Simple Exponential Smoothing is similar to a moving-average, but instead of weighting each point equally, an exponential function dictates the weights assigned. Forecasts are more sensitive to recently observed values and less so to ones further back in time.

This guide will look at two approaches to SES. The first will be vectorised, where we construct an array of weights and multiply it with a time series. It will be computationally efficient, but we will discover its limitations. We'll then turn to a component form, where we travel step-by-step through a series and construct new "smoothed" series. This approach also lays the foundation for future tutorials on Double and Triple Exponential Smoothing.

Let's take a simple example where we have 5 days of recorded sales.
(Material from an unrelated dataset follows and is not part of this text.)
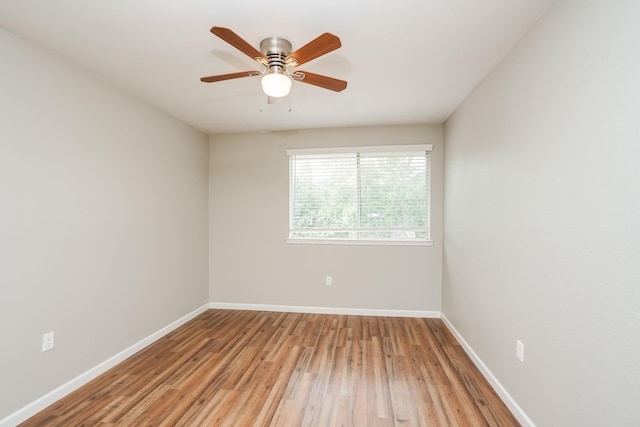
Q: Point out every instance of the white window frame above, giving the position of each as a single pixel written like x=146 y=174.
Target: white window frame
x=364 y=149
DAY 1 | DAY 2 | DAY 3 | DAY 4 | DAY 5 | |
---|---|---|---|---|---|

SALES | 1 | 4 | 2 | 0 | 5 |

If we were to forecast the sales for day 6 using the average of the previous days, we would just calculate

$$\frac{1+4+2+0+5}{5} = 2.4$$Another way to think of the average is to assign each value a weight. In this case, each day will have equal weighting - or you can think of it as each day having an equal influence on the final forecast. We have 5 days, so our weight will be $\frac{1}{5}=0.2$.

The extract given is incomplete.